Ein junger Kollege fasste die Ergebnisse zusammen. »Die Mediziner haben einen hohen Wert an THC im Blut des Verstorbenen gefunden. Sie gehen davon aus, dass er unter erheblichem Marihuanaeinfluss nicht rechtzeitig reagieren konnte, von der Säge erfasst wurde und so verstarb. Eine Fremdeinwirkung ließ sich unter anderem auch aufgrund der schweren Kopfverletzungen nicht feststellen. Der Staatsanwalt hat die Leiche schon wieder freigegeben. Der Mann von der Berufsgenossenschaft bestätigt die Vermutung. Für uns ist der Fall abgeschlossen.«
Quercher schüttelte unmerklich den Kopf.
Das war alles zu einfach. Aber er konnte unmöglich seine weichen Thesen ausbreiten. Ein Hund, der möglicherweise gequält und bewegungslos gemacht wurde. Eine Holzarbeit, für die die Kreissäge nicht benötigt wurde. Bislang war alles nur Spekulation, alles war auf Vermutungen aufgebaut. Er hatte nichts in der Hand.

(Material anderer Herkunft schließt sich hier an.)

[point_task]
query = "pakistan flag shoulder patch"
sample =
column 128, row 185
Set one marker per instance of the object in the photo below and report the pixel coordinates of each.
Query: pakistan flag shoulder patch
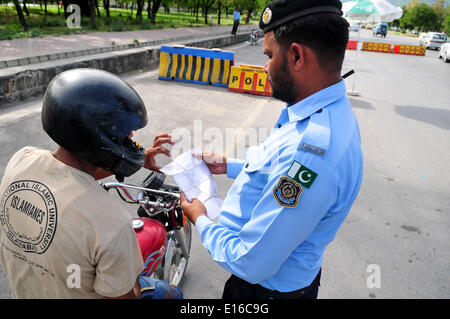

Ihm blieb jetzt nur noch eins: Er musste seine Verdächtigen, die Hintermänner, aus der Reserve locken, sie Fehler machen lassen. Den Birmoser-Fall konne er nur auf Umwegen lösen. Er musste von hinten anfangen, um nach vorn zu dem toten Schreiner zu gelangen. Das glich einem Ritt über den Bodensee. Aber es war seine einzige Chance.
Quercher nickte und verabschiedete sich von den drei Männern.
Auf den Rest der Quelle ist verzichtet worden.